Mexico and Canada have been fighting the COOL legislation for several years, winning the support of the WTO, which on December 7 authorized the two countries to impose up to US $1 billion a year in tariffs.
Mexico was set to slap tariffs on apples, dairy products, alcoholic beverages and health products within hours of getting authorization to do so.
But the bill, which will now go to President Barack Obama for his signature, avoids such tariffs and more, and that will make the U.S. meat industry and manufacturers happy.
“Repeal of these COOL provisions is the only solution remaining that will protect U.S. manufacturing jobs, and we are relieved that this spending deal includes this essential provision,” Linda Dempsey of the National Association of Manufacturers said in a statement after the bill was presented Tuesday night.

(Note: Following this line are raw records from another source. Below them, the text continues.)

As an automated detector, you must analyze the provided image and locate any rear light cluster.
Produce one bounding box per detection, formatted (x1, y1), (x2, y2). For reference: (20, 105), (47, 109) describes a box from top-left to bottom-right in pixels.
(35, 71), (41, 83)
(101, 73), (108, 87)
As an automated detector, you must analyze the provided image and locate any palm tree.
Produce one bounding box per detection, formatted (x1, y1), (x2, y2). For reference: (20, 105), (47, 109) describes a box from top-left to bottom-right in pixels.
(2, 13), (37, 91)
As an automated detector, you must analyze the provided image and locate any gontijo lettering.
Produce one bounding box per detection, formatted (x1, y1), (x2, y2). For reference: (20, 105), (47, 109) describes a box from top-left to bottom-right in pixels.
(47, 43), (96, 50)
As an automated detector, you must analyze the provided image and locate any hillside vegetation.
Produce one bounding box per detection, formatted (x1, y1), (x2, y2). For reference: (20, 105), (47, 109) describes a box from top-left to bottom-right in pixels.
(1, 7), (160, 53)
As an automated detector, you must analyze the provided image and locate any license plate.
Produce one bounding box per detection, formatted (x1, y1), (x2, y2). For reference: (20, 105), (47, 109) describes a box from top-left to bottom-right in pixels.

Others, however, saw it as a step backward in consumer protection. “Unfortunately, Congress bowed to pressure from the meatpackers . . . in order to obey the dictates of a World Trade Organization ruling,” said Food & Water Watch, a Washington-based non-governmental organization.
The COOL law was seen as a benefit to consumers because it required meat producers to indicate on the labels where the animal was born, raised and slaughtered.